Trade-off: Slower for large tables since it re-fetches everything. Not suitable for tables with millions of rows.
Append
Mode: incremental
Fetches only new records since the last sync using a cursor field (typically created_at or an auto-incrementing ID). New records are appended to the table.
Use for: Immutable, append-only data - event logs, charges, page views, audit trails.
Example: Stripe charges. Each charge is created once and never updated. Append mode fetches only charges created since the last sync.
Trade-off: Does not capture updates to existing records. If a record changes after it was synced, the table will have stale data.
Merge
Mode: incremental_dedupe
Fetches new records, then deduplicates on the primary key. If a record with the same key already exists, the newer version wins. This is an upsert.
Use for: Entities that change over time - customers, subscriptions, products, deals.
Example: HubSpot contacts. A contact's email or lifecycle stage can change. Merge mode fetches recent changes and updates the existing record in place.
How dedup works: After fetching new records, rawquery reads the existing table, concatenates old + new, groups by primary key, and keeps the last occurrence. The table is then overwritten with the deduplicated result.

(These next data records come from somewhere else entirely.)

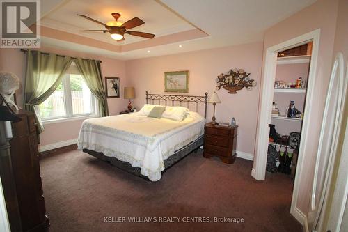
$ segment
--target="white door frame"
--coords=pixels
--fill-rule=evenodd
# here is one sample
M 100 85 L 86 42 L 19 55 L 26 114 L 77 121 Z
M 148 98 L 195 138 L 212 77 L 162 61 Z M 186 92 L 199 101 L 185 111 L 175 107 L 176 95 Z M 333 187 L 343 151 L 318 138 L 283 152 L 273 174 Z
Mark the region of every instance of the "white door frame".
M 301 212 L 296 208 L 296 205 L 299 194 L 300 180 L 302 179 L 301 176 L 303 168 L 303 155 L 302 155 L 302 154 L 305 154 L 305 151 L 308 149 L 307 148 L 307 142 L 310 141 L 310 118 L 317 116 L 315 112 L 313 111 L 311 102 L 314 100 L 313 93 L 315 90 L 315 83 L 316 82 L 315 76 L 317 72 L 319 38 L 320 29 L 318 29 L 266 49 L 264 70 L 262 86 L 262 91 L 260 95 L 261 101 L 259 107 L 259 118 L 258 121 L 258 132 L 256 134 L 255 155 L 254 161 L 255 169 L 253 169 L 251 171 L 251 176 L 253 176 L 253 177 L 254 177 L 256 180 L 264 180 L 266 174 L 266 162 L 267 160 L 268 139 L 269 135 L 269 128 L 268 127 L 268 125 L 271 123 L 274 81 L 276 79 L 276 69 L 277 65 L 277 53 L 287 49 L 306 44 L 309 41 L 313 41 L 312 57 L 310 59 L 304 111 L 305 116 L 302 123 L 300 141 L 301 146 L 299 150 L 297 168 L 290 208 L 290 213 L 302 224 L 305 222 L 303 222 L 303 215 L 300 215 L 300 213 L 299 212 Z

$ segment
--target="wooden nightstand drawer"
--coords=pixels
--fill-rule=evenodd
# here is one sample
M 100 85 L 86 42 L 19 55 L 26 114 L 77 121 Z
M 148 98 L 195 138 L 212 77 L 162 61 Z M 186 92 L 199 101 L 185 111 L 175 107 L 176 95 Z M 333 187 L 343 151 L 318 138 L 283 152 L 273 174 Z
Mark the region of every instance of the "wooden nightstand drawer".
M 210 144 L 205 144 L 204 146 L 205 152 L 211 155 L 228 157 L 228 149 L 227 148 L 223 148 Z
M 230 131 L 228 130 L 219 129 L 217 127 L 214 128 L 214 127 L 206 127 L 205 134 L 217 135 L 217 136 L 223 136 L 228 137 L 228 134 L 230 134 Z
M 222 138 L 216 136 L 212 136 L 209 134 L 205 134 L 205 142 L 208 144 L 228 147 L 228 139 Z
M 232 164 L 236 157 L 238 126 L 205 124 L 203 156 L 218 156 L 222 162 Z

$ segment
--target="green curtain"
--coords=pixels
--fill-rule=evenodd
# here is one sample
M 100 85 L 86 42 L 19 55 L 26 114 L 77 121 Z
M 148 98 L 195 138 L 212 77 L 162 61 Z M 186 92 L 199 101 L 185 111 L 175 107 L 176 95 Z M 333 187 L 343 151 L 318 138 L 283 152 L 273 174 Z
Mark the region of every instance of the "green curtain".
M 101 117 L 109 116 L 106 94 L 102 82 L 100 61 L 77 58 L 75 61 L 87 86 L 99 102 L 99 113 Z
M 24 109 L 35 113 L 38 133 L 43 130 L 38 105 L 54 92 L 72 62 L 71 57 L 28 50 L 24 87 Z

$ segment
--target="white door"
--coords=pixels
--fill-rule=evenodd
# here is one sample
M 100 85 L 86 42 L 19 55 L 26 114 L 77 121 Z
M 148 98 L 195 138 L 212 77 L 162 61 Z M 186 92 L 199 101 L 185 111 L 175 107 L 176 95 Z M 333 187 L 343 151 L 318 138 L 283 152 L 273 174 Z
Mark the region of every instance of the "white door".
M 312 229 L 320 232 L 340 231 L 347 201 L 348 153 L 342 150 L 342 155 L 338 154 L 340 129 L 344 127 L 342 123 L 345 122 L 343 110 L 347 82 L 343 70 L 343 56 L 339 53 L 335 59 L 326 95 L 308 217 Z M 346 135 L 346 146 L 347 137 Z M 333 197 L 330 196 L 331 189 L 335 190 Z M 331 221 L 326 224 L 328 217 Z

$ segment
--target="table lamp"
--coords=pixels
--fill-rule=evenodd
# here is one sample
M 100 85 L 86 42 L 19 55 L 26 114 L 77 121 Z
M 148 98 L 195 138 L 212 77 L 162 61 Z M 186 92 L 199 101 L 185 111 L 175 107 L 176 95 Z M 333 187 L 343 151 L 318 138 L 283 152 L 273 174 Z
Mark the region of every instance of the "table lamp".
M 209 99 L 208 102 L 212 103 L 213 106 L 214 106 L 213 117 L 212 118 L 213 121 L 211 123 L 214 124 L 214 125 L 217 124 L 218 123 L 216 123 L 215 121 L 215 119 L 216 119 L 215 118 L 215 105 L 216 105 L 216 103 L 221 103 L 221 101 L 220 100 L 220 98 L 219 98 L 219 96 L 218 96 L 216 92 L 214 92 L 213 95 Z
M 123 98 L 129 100 L 128 107 L 127 108 L 128 109 L 128 111 L 130 111 L 130 110 L 132 109 L 132 102 L 130 100 L 135 98 L 134 87 L 125 87 L 125 91 L 123 93 Z

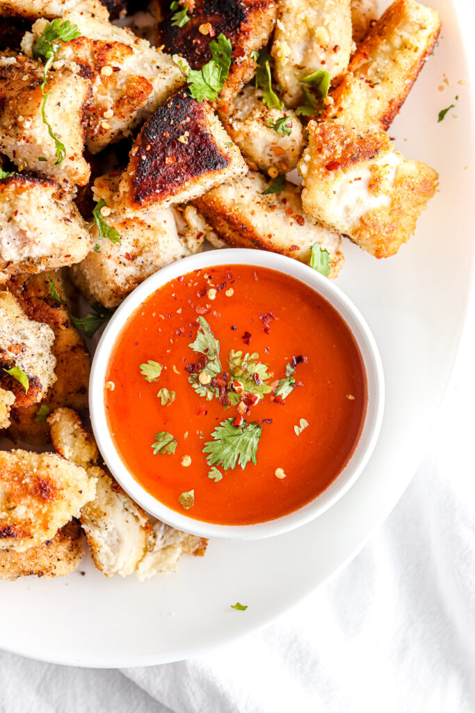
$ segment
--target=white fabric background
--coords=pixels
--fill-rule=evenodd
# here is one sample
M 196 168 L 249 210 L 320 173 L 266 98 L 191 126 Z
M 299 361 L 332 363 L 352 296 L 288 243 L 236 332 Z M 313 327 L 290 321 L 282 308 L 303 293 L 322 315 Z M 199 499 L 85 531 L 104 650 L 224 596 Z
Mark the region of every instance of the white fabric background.
M 272 626 L 202 658 L 122 671 L 0 652 L 0 713 L 473 713 L 474 364 L 475 305 L 401 501 Z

Trade-off: Slightly more expensive than append since it reads the existing table to deduplicate. Best for tables where updates are common and you need the latest state.
Window
Mode: window
Re-syncs a sliding window of the last N days. Data outside the window is kept as-is; data inside the window is replaced entirely with fresh data from the source.
Use for: Analytics data that gets updated retroactively - ad spend, attribution data, metrics that are revised after the fact.
Example: Google Ads data where conversions are attributed up to 30 days after a click. A 30-day window ensures you always have the latest attribution data.
Configuring window size: Select "Window" in the sync mode dropdown for a stream, then set the number of days in the input that appears. Default is 30 days. From the CLI: rq connections update my-conn --sync-mode prices:window:30.
Trade-off: Re-fetches more data than append, but less than full refresh. The window size is a trade-off between freshness and sync speed.
Smart Defaults
Each connector declares what sync modes each stream supports and which one is the default. rawquery picks the right mode automatically:
- Streams with a cursor field (e.g.
created_at) default to incremental (append) - Streams without a cursor field default to full refresh
- Streams with a primary key can use incremental_dedupe (merge) if you enable it
- Window mode is opt-in and requires you to set the window size
You can override the sync mode per stream in the connection settings.
When to Use Each
| Question | Mode |
|---|---|
| Small table, no cursor, need a clean snapshot? | full_refresh |
| Records are created but never updated? | incremental |
| Records can be created or updated? | incremental_dedupe |
| Data is revised retroactively in a time window? | window |
First Sync Behavior
On the first sync, all modes behave the same: they fetch all available data and write it to a new table. The sync mode only matters on subsequent syncs, when there is already existing data to work with.
After the first sync, rawquery stores a cursor value (for incremental and incremental_dedupe modes) so the next sync picks up where it left off.